Entering edit mode
3.3 years ago
Priyanka
▴
10
Hello,
I am trying to align fastq files against the bacterial MRSA ATCC 33591 reference genome. The problem I am facing is that I have the reference assembly in fasta format with multiple sequences and upon creating index with hisat2-build I am not getting a good alignment rate. In fact most of the reads go unaligned.
I am curious to know if hisat2 can be used with genome assemblies directly or it needs to be converted to a single fasta file? Or am I doing something wrong.
I am new with bacterial genome and any advice on what to do or which tools to use will be helpful.
Thank you.
hisat2 do take multi-fasta file..
So there is no problem with using the genome assembly as a reference with hisat2 right?
Your genome assembly/reference genome should be within a single fasta file. You can easily join it together with cat. Does it work if you join it all?
My genome assembly is in one single fasta file with different headers for each contig and I am getting the result. However, the alignment rate is very low.
check if alignment (whatever the rate is) covers the whole genome. ?? view bam files using IGV or Tablet. also check if you are using the same reference
Here is the bam file for poor alignment rate. There are regions where reads are getting mapped in different contigs. However, the alignment rate is very low. I am not sure the reason for this. I will try using some different aligner as well to see if alignment rate varies.

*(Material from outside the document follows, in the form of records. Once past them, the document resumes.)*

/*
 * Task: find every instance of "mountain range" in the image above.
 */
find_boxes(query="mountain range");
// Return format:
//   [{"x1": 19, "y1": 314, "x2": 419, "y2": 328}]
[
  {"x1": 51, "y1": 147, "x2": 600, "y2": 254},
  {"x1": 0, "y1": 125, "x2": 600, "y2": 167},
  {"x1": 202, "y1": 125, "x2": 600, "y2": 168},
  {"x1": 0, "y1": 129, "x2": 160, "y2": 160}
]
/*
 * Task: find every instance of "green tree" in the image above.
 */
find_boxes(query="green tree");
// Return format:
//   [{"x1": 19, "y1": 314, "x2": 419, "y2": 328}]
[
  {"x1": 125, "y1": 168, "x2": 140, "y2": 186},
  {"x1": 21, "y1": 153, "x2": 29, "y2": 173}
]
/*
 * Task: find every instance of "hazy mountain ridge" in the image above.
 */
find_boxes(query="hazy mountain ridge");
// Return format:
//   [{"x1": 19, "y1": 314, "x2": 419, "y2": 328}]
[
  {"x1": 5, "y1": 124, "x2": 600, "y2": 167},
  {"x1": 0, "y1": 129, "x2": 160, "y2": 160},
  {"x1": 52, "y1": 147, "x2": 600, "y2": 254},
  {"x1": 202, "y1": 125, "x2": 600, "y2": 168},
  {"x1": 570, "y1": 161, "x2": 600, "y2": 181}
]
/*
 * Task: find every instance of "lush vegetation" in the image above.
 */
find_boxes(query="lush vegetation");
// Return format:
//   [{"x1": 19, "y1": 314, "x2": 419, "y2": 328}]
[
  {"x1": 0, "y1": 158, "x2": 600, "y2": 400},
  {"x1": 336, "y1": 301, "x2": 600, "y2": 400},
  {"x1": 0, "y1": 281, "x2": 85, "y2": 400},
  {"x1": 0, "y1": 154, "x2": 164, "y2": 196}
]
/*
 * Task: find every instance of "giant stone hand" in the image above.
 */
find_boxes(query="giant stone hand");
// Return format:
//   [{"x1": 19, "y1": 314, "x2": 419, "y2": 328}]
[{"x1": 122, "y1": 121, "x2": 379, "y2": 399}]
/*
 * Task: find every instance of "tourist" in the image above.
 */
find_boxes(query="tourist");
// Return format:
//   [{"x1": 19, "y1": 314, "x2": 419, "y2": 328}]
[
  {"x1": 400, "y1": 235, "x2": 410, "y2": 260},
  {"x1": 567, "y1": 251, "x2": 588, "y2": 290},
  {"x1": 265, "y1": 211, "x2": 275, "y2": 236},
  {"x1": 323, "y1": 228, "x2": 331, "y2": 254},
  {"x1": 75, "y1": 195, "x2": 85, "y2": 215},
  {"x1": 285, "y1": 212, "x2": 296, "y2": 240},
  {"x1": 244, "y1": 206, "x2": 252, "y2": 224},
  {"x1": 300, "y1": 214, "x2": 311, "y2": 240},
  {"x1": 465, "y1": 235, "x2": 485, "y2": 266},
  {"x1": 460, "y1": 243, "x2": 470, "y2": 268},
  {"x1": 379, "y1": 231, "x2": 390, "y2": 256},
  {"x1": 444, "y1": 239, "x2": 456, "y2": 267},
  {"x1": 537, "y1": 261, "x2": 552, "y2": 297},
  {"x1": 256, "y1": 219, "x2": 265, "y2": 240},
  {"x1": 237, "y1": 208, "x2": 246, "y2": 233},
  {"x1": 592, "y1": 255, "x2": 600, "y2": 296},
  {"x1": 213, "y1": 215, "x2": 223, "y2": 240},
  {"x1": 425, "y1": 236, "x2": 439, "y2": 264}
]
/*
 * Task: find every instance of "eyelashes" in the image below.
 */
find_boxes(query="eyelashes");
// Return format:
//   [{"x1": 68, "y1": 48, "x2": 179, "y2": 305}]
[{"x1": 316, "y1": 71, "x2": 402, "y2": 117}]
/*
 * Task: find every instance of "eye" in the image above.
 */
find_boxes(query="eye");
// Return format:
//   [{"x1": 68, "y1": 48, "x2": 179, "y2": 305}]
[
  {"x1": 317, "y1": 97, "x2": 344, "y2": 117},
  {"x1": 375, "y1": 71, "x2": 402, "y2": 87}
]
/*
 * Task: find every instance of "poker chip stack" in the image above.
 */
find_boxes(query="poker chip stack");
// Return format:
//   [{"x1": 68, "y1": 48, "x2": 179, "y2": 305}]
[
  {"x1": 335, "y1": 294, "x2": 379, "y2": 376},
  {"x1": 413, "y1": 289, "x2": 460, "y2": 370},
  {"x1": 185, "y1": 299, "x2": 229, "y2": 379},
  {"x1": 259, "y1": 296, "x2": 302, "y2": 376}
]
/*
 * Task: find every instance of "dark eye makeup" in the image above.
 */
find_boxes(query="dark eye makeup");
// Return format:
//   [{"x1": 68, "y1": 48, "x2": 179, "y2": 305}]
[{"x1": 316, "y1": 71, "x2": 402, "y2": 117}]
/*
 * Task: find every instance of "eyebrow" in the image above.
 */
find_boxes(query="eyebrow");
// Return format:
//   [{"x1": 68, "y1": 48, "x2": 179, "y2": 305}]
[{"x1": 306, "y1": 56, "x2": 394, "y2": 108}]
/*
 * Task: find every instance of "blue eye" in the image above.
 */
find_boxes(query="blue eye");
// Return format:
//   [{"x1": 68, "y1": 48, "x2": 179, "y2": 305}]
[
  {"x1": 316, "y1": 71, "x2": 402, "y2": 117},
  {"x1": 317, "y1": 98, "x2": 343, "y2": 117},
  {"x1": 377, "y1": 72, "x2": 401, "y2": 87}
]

Here is the bam file for poor alignment rate. There are regions where reads are getting mapped in different contigs. However, the alignment rate is very low. I am not sure the reason for this. I will try using some different aligner as well to see if alignment rate varies.
A few things I might look at: \ What happens if you blast one of your contigs in NCBI? \ And if you blast a few of your reads (the unmapped ones perhaps)? \ What are the regions where reads are aligning? Does it explain this very sparse alignment pattern? Can you align the same reads that were used to generate the assembly?
Thank you for the suggestions Samuel.
I did BLAST the reads and they were giving me hits for other bacteria, so I think the information about the reference given to me was perhaps not correct.
I am planning to map the reads to all the other bacterial genomes to see which genus my samples are mapping to the most.
take a few hundred random reads from your sample file and try blast on those.